The upshot of the reports denying the NSA had direct access was there was a carefully crafted routine in place between the NSA and the tech companies: the agency would deliver as FISA request for info, company lawyers look over the request, and then the information would be securely delivered to the NSA. What system is in place to exchange information between the NSA and the tech companies.
Andrew Nacin, the lead developer for Wordpress, doesn't think the NSA has "direct access" to Facebook's servers, as Ball implies:
“Direct access” is *clearly* drop boxes. If you think Facebook would let *anyone* connect to actual DB servers, you’ve never met a sysadmin.— Andrew Nacin (@nacin) June 8, 2013
Here's The New York Times' Claire Cain Miller explaining how Facebook and Google have their exchange system set up:
In at least two cases, at Google and Facebook, one of the plans discussed was to build separate, secure portals, like a digital version of the secure physical rooms that have long existed for classified information, in some instances on company servers. Through these online rooms, the government would request data, companies would deposit it and the government would retrieve it, people briefed on the discussions said.

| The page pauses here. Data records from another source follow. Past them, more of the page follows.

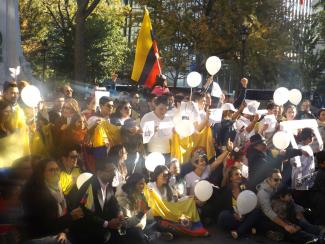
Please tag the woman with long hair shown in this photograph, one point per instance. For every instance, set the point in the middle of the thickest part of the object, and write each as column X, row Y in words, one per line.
column 140, row 225
column 122, row 113
column 229, row 218
column 5, row 124
column 118, row 154
column 172, row 212
column 45, row 210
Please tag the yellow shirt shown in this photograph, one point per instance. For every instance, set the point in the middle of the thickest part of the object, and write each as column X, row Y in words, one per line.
column 68, row 180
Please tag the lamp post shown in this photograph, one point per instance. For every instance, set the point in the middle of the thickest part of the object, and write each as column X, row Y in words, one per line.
column 244, row 32
column 44, row 49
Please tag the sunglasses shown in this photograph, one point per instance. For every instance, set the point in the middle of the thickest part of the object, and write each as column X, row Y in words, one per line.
column 276, row 179
column 53, row 170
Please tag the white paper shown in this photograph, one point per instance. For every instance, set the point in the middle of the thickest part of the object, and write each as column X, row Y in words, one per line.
column 271, row 121
column 148, row 131
column 99, row 94
column 216, row 115
column 252, row 105
column 216, row 90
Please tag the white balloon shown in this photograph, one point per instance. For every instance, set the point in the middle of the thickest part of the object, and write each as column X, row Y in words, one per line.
column 213, row 65
column 82, row 179
column 185, row 128
column 281, row 96
column 295, row 96
column 246, row 202
column 31, row 96
column 153, row 160
column 281, row 140
column 194, row 79
column 203, row 190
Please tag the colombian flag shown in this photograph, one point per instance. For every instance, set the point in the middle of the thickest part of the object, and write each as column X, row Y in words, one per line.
column 146, row 64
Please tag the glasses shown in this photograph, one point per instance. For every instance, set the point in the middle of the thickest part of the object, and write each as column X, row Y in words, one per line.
column 53, row 170
column 276, row 179
column 109, row 105
column 73, row 156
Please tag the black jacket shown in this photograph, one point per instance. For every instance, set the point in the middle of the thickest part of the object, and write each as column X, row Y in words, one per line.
column 90, row 229
column 261, row 164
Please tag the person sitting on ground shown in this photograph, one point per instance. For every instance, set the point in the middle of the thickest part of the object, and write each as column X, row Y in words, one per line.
column 118, row 154
column 271, row 223
column 171, row 212
column 45, row 210
column 230, row 219
column 122, row 113
column 139, row 223
column 286, row 209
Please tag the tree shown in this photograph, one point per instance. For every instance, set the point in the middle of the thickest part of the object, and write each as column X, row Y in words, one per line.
column 188, row 32
column 54, row 20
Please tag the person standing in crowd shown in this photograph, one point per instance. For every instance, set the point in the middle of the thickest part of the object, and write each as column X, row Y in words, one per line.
column 318, row 190
column 140, row 224
column 230, row 219
column 103, row 218
column 260, row 160
column 290, row 112
column 132, row 140
column 160, row 86
column 91, row 108
column 45, row 211
column 285, row 207
column 159, row 142
column 135, row 102
column 321, row 123
column 56, row 112
column 6, row 127
column 118, row 154
column 272, row 223
column 11, row 96
column 305, row 166
column 148, row 105
column 305, row 112
column 69, row 170
column 122, row 113
column 67, row 91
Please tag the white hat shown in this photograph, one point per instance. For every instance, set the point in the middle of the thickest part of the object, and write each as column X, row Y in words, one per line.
column 246, row 111
column 228, row 106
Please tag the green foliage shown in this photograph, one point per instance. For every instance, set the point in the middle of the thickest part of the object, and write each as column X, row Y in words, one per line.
column 54, row 21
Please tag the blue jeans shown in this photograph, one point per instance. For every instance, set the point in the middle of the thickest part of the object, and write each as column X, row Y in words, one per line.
column 227, row 221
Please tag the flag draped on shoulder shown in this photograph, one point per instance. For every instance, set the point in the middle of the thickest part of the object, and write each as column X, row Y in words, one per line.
column 146, row 63
column 184, row 148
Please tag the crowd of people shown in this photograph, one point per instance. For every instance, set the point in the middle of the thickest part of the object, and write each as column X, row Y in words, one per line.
column 46, row 149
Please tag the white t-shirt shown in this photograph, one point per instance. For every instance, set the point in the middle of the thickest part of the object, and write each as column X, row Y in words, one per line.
column 191, row 179
column 159, row 142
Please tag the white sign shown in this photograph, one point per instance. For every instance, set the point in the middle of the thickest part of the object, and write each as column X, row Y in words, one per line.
column 148, row 131
column 216, row 90
column 216, row 115
column 99, row 94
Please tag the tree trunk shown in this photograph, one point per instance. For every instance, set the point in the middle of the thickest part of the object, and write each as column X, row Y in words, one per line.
column 79, row 48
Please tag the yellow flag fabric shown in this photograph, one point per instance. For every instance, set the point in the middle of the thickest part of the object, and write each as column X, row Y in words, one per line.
column 106, row 132
column 171, row 211
column 183, row 149
column 144, row 45
column 67, row 181
column 11, row 148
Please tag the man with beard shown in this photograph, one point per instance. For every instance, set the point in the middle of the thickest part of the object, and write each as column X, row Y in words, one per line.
column 132, row 140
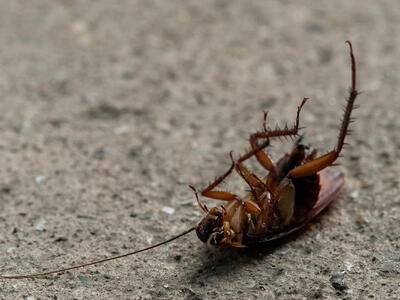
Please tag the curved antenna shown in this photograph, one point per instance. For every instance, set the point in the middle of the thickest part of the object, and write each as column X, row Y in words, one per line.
column 97, row 261
column 350, row 103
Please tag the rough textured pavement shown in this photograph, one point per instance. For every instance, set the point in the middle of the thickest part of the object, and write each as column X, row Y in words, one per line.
column 109, row 109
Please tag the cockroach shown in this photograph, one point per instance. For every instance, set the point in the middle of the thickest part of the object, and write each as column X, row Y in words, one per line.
column 295, row 190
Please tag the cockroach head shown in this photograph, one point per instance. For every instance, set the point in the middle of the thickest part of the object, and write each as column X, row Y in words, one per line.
column 209, row 229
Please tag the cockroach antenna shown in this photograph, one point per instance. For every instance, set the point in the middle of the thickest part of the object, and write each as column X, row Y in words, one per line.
column 97, row 261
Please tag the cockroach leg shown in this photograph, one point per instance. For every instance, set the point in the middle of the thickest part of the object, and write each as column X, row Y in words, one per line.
column 201, row 205
column 251, row 179
column 219, row 195
column 262, row 156
column 329, row 158
column 226, row 196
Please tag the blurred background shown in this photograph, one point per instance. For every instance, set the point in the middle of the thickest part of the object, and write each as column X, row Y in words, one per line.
column 110, row 109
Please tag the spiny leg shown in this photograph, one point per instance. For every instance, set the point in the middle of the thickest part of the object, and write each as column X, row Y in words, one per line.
column 326, row 160
column 219, row 195
column 226, row 196
column 251, row 179
column 262, row 156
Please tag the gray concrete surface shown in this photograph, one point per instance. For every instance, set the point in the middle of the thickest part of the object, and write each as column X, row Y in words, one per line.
column 109, row 109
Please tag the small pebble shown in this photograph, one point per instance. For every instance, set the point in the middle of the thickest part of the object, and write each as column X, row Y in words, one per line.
column 40, row 178
column 337, row 281
column 348, row 265
column 168, row 210
column 121, row 130
column 355, row 194
column 40, row 225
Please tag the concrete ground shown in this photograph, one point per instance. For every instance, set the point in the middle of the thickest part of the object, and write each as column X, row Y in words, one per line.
column 109, row 109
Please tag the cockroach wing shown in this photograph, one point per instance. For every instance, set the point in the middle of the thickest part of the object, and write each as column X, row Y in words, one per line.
column 331, row 182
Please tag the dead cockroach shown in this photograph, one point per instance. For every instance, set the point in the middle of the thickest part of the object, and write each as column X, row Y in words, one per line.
column 296, row 189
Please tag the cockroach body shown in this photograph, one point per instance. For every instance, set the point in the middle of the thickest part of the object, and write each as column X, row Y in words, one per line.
column 296, row 189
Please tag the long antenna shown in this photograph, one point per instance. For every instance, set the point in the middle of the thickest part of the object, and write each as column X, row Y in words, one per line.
column 344, row 130
column 97, row 261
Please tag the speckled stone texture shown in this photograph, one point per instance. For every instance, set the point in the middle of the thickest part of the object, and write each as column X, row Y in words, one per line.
column 109, row 109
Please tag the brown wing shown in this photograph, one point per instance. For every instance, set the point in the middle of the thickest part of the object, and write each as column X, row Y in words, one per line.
column 331, row 182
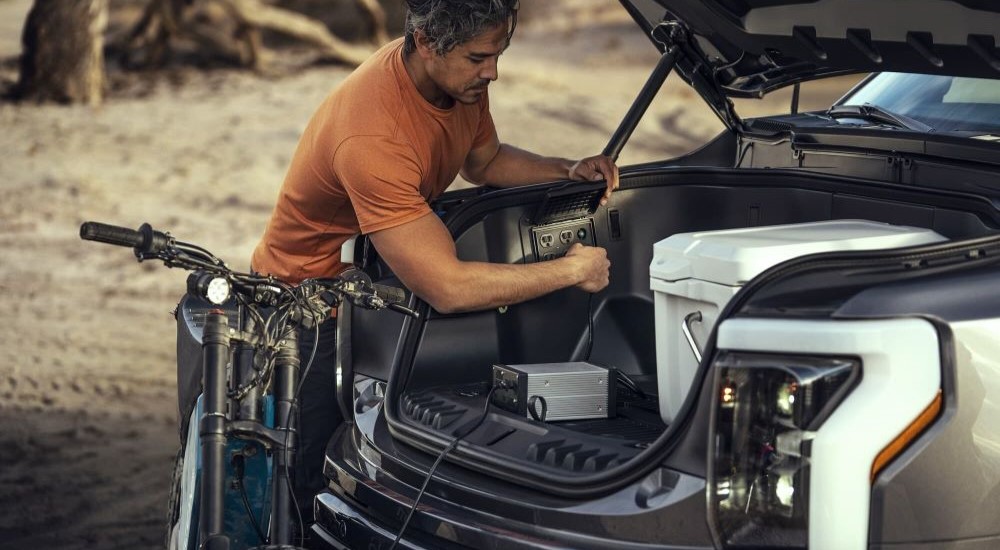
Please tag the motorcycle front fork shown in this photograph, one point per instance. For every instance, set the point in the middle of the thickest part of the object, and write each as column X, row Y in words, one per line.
column 215, row 426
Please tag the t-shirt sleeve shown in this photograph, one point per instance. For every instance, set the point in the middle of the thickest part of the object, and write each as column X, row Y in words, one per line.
column 486, row 129
column 382, row 179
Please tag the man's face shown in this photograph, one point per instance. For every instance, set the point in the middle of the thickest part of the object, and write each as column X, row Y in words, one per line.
column 466, row 71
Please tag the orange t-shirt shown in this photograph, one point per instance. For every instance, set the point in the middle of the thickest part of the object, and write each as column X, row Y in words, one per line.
column 372, row 157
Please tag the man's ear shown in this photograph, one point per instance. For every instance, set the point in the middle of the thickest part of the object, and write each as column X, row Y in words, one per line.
column 424, row 47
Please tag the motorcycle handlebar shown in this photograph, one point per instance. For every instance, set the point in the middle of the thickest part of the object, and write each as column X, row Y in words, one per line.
column 146, row 239
column 110, row 234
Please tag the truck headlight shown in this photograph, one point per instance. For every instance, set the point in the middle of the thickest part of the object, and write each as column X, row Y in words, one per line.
column 765, row 412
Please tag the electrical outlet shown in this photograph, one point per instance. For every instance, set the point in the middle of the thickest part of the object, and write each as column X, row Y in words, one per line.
column 553, row 241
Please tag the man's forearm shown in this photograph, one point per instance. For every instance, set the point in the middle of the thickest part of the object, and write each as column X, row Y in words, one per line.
column 479, row 285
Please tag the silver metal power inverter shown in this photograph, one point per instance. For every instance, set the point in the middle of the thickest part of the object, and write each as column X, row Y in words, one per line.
column 555, row 391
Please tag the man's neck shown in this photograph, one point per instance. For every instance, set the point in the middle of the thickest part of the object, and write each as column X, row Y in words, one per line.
column 422, row 81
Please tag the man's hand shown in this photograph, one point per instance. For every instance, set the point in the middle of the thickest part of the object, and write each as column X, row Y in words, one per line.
column 595, row 168
column 592, row 264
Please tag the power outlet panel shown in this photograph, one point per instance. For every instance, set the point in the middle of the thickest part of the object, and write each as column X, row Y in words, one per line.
column 554, row 240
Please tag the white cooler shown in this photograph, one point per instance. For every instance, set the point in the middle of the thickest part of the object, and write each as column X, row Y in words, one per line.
column 700, row 272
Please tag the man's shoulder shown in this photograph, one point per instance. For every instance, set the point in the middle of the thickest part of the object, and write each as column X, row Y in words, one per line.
column 369, row 100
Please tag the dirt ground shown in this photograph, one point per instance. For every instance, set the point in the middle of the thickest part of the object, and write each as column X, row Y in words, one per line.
column 87, row 401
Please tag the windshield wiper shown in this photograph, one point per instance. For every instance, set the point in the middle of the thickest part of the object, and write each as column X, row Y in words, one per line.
column 875, row 113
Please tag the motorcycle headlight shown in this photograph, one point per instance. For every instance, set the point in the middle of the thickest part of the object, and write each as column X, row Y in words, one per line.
column 765, row 412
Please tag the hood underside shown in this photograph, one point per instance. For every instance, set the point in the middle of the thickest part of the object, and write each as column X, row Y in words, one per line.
column 754, row 46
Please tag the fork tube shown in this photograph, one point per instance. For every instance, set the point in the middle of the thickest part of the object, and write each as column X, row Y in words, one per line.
column 243, row 360
column 286, row 375
column 215, row 348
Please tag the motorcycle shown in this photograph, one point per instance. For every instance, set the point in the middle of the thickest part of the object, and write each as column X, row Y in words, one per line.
column 238, row 372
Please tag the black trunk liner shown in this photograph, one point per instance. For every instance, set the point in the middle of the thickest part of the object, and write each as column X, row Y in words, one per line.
column 584, row 446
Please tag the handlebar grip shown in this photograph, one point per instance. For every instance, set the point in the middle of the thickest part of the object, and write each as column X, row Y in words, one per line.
column 110, row 234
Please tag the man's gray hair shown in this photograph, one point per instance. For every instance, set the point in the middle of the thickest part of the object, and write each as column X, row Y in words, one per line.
column 448, row 23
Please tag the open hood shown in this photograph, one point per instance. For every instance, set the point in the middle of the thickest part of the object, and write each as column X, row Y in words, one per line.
column 746, row 48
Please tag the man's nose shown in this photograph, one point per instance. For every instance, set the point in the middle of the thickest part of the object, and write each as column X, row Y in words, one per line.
column 491, row 70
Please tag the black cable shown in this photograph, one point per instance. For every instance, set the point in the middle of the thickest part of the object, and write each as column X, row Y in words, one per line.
column 292, row 411
column 626, row 381
column 430, row 473
column 238, row 478
column 590, row 327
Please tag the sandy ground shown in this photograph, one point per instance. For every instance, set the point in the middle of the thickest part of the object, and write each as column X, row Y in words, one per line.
column 87, row 402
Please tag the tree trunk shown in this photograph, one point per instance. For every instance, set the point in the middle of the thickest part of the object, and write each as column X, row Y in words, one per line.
column 63, row 51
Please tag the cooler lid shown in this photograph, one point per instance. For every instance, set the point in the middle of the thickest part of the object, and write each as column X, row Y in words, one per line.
column 733, row 257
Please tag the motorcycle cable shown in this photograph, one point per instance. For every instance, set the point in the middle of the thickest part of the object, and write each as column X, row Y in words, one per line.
column 430, row 473
column 294, row 411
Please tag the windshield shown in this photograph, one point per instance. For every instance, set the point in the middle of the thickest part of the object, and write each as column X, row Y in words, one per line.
column 945, row 103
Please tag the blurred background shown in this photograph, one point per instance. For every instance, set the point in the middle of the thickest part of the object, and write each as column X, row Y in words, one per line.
column 185, row 114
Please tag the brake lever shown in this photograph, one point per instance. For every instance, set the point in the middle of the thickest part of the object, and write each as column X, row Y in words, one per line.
column 399, row 308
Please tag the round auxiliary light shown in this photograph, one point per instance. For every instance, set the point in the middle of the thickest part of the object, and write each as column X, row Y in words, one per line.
column 217, row 290
column 209, row 286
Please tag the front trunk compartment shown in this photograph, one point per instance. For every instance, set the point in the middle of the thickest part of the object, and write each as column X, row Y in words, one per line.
column 442, row 366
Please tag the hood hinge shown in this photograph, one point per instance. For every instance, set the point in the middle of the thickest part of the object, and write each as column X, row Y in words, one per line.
column 699, row 74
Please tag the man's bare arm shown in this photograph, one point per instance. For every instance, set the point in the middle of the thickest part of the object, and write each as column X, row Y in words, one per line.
column 422, row 254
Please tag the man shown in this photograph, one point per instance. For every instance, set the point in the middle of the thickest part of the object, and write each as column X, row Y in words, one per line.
column 384, row 144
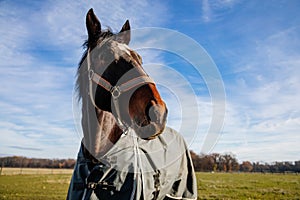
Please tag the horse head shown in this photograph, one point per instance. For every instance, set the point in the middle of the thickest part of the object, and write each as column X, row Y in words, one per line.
column 111, row 80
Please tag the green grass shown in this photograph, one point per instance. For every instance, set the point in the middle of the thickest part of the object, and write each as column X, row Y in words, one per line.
column 53, row 184
column 40, row 184
column 248, row 186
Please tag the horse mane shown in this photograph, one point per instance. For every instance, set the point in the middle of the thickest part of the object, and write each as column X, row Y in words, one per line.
column 131, row 57
column 81, row 70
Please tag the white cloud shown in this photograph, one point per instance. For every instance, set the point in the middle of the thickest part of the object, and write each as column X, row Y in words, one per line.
column 262, row 120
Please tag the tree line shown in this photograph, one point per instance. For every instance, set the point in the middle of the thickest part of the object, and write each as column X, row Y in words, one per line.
column 19, row 161
column 214, row 162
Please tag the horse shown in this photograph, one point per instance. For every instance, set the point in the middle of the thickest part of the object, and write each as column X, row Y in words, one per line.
column 127, row 152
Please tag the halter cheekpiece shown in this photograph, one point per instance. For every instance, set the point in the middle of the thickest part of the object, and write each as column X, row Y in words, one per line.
column 116, row 90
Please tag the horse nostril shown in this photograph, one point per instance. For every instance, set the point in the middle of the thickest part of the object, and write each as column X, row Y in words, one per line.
column 152, row 114
column 155, row 113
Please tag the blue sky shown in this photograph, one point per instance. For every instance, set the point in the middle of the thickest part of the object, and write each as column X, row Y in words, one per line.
column 254, row 44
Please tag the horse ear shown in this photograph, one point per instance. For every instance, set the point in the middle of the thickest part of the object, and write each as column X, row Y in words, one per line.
column 93, row 25
column 124, row 35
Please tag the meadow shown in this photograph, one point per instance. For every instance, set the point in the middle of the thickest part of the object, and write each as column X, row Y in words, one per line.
column 53, row 184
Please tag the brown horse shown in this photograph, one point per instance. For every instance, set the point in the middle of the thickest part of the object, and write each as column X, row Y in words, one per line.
column 109, row 61
column 127, row 152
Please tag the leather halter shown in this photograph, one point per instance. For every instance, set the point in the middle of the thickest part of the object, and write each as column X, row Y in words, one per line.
column 115, row 91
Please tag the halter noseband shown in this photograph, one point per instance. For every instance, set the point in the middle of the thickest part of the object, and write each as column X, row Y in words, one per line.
column 115, row 91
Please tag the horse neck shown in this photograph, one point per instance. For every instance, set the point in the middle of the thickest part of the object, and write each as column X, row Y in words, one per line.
column 100, row 129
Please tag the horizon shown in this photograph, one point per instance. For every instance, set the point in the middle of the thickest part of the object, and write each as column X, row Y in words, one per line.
column 254, row 45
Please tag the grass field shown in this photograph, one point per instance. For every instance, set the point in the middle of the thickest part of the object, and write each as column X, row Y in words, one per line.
column 53, row 184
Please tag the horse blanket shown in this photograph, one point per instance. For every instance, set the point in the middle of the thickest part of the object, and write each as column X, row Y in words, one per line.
column 135, row 169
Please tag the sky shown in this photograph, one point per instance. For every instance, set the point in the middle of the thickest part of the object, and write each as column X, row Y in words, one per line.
column 253, row 46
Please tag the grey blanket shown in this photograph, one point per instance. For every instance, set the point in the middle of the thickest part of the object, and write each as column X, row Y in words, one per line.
column 137, row 169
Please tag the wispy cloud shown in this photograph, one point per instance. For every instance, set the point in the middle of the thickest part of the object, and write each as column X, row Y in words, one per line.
column 263, row 120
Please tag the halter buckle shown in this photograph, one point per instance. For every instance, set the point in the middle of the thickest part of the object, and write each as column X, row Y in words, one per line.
column 115, row 92
column 91, row 74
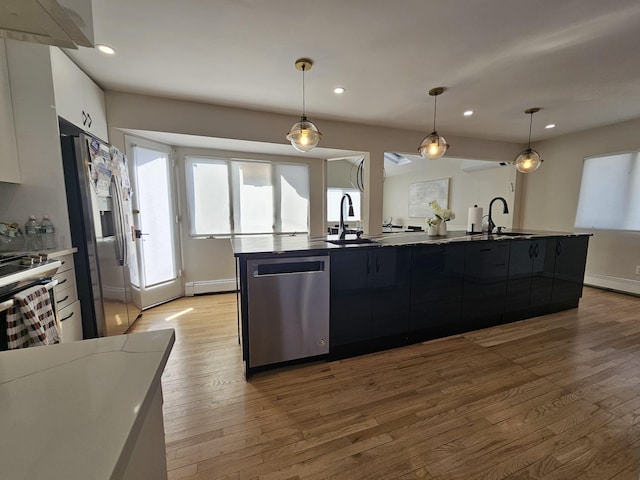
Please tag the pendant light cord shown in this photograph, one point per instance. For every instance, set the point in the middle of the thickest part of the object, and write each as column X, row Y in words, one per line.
column 435, row 109
column 304, row 111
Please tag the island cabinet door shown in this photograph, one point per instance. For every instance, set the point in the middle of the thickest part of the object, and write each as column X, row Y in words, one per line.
column 568, row 276
column 542, row 274
column 485, row 283
column 389, row 281
column 520, row 274
column 436, row 288
column 530, row 279
column 350, row 317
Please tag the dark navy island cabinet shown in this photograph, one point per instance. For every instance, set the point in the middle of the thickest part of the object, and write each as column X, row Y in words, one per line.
column 396, row 295
column 369, row 296
column 436, row 289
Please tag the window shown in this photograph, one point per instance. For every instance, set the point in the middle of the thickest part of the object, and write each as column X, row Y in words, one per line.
column 610, row 193
column 246, row 197
column 334, row 196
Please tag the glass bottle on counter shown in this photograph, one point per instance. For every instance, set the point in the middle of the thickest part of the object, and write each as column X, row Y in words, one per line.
column 32, row 233
column 48, row 233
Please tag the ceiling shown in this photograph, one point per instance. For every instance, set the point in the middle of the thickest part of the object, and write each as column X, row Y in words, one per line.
column 575, row 59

We bolded the important parts so they wouldn't be missed. In another example, Miller says an NSA agent worked out of a tech company office for multiple weeks to retrieve information. The agent collected the data on an NSA laptop and brought it back with him.
Ball's insistance that the NSA has access to all the information on Facebook and Google servers is founded entirely on the words "directly from the servers," found on a crudely made government Powerpoint presentation. Glenn Greenwald, the Guardian journalist credited with leaking much of this information, was measured when analyzing the inconsistencies on Facebook:
Our story was written *from the start* to say NSA claimed this, telecoms deny-we wanted them to have to work it out *in public* what they do— Glenn Greenwald (@ggreenwald) June 8, 2013
We reported - accurately - what the NSA claims. We reported - accurately - what the companies claim. It conflicts. That's why we reported it— Glenn Greenwald (@ggreenwald) June 8, 2013
Given the information previously available to us, and developers arguing direct access is next to impossible, his smoking gun isn't very hot. It looks like the result of a confused government agent who can barely make a Powerpoint presentation that would earn a passing grade in college trying to explain the innerworkings of a complicated government data collection network to a room full of people who know even less.